Open kkappler opened 6 months ago
The issue is in mt_metadata and I started a branch there.
Once the instrument type is being correctly identified, the next problem is that the time metadata is not correct.
This may be a problem at earthscope.
At least for one of the cases I encounter: around line 109 in xml_channel_to_mt_channel, as keys are looped
xml_key
"end_date", which maps to mt_key
"time_period.end" the value is None (the station is presumably continuously monitoring), but since the value is None
, we do not update the channel_metadata.
xml_key
"start_date", which maps to mt_key
"time_period.start" the value is 2023-05-13T00:00:00.000000Z.
The result is that the data end_time remains the default 1980-01-01 and the start time is in 2023.

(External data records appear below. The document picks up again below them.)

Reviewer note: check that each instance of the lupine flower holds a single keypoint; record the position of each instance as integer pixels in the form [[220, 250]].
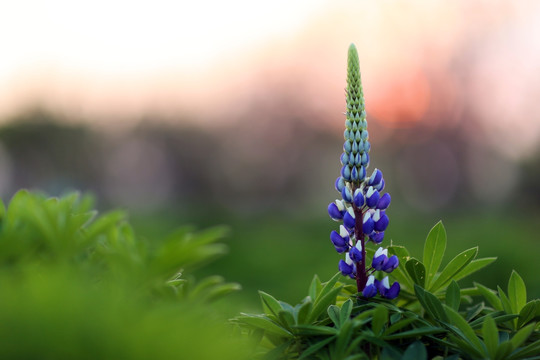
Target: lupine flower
[[361, 197], [371, 289], [387, 291]]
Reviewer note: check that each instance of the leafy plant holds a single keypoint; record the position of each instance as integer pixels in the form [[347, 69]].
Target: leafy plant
[[78, 285], [336, 322], [433, 317]]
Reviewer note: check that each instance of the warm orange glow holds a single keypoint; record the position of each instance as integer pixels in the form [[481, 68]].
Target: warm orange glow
[[401, 98]]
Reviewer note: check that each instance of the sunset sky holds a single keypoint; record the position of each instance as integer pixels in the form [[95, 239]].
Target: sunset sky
[[124, 59]]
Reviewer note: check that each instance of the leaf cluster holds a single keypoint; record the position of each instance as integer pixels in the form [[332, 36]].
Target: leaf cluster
[[433, 319]]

Later, around line 118 of xml_inventoty_to_mt_experiment.py, this conflicted channel metadata is passed to the mt_run
.
Later this creates an exception in mth5/groups/run.py in the add_channel
method.
Note that the data could be passed to add channel and we maybe could avoid the error, but the metadata would still be wrong
The problem happens around line 404 when the data size are estimated:
estimate_size = (
int(
(
channel_metadata.time_period._end_dt
- channel_metadata.time_period._start_dt
)
* channel_metadata.sample_rate
),
The result of this is a negative value for estimate_size
, which is not a valid shape for the dataset that gets created.
So the root problem is probably that the end time is 1980-01-01, but it is strange that we have never encountered this before.

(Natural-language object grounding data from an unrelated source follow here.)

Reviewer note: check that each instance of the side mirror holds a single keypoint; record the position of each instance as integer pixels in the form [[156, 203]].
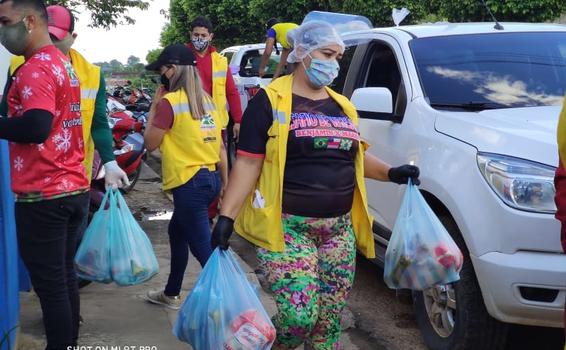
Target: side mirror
[[373, 103], [234, 69]]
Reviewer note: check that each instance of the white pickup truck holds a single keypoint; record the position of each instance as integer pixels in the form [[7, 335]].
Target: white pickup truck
[[476, 109]]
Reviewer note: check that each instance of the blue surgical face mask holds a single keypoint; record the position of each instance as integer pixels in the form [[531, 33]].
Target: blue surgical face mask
[[322, 72]]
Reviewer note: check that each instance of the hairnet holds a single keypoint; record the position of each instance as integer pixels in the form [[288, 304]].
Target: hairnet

The solution maybe to assign a default time_period end to a date far in the future rather than far in the past.
After modifying mt_metadata xml_channel_mt_channel.py, the non uniform descriptions of the Bartington is OK, at least for network=IU, station=SSPA network=N4, station=E62A
IU-SSPA also builds and calibrates (although the DC-levels are removed).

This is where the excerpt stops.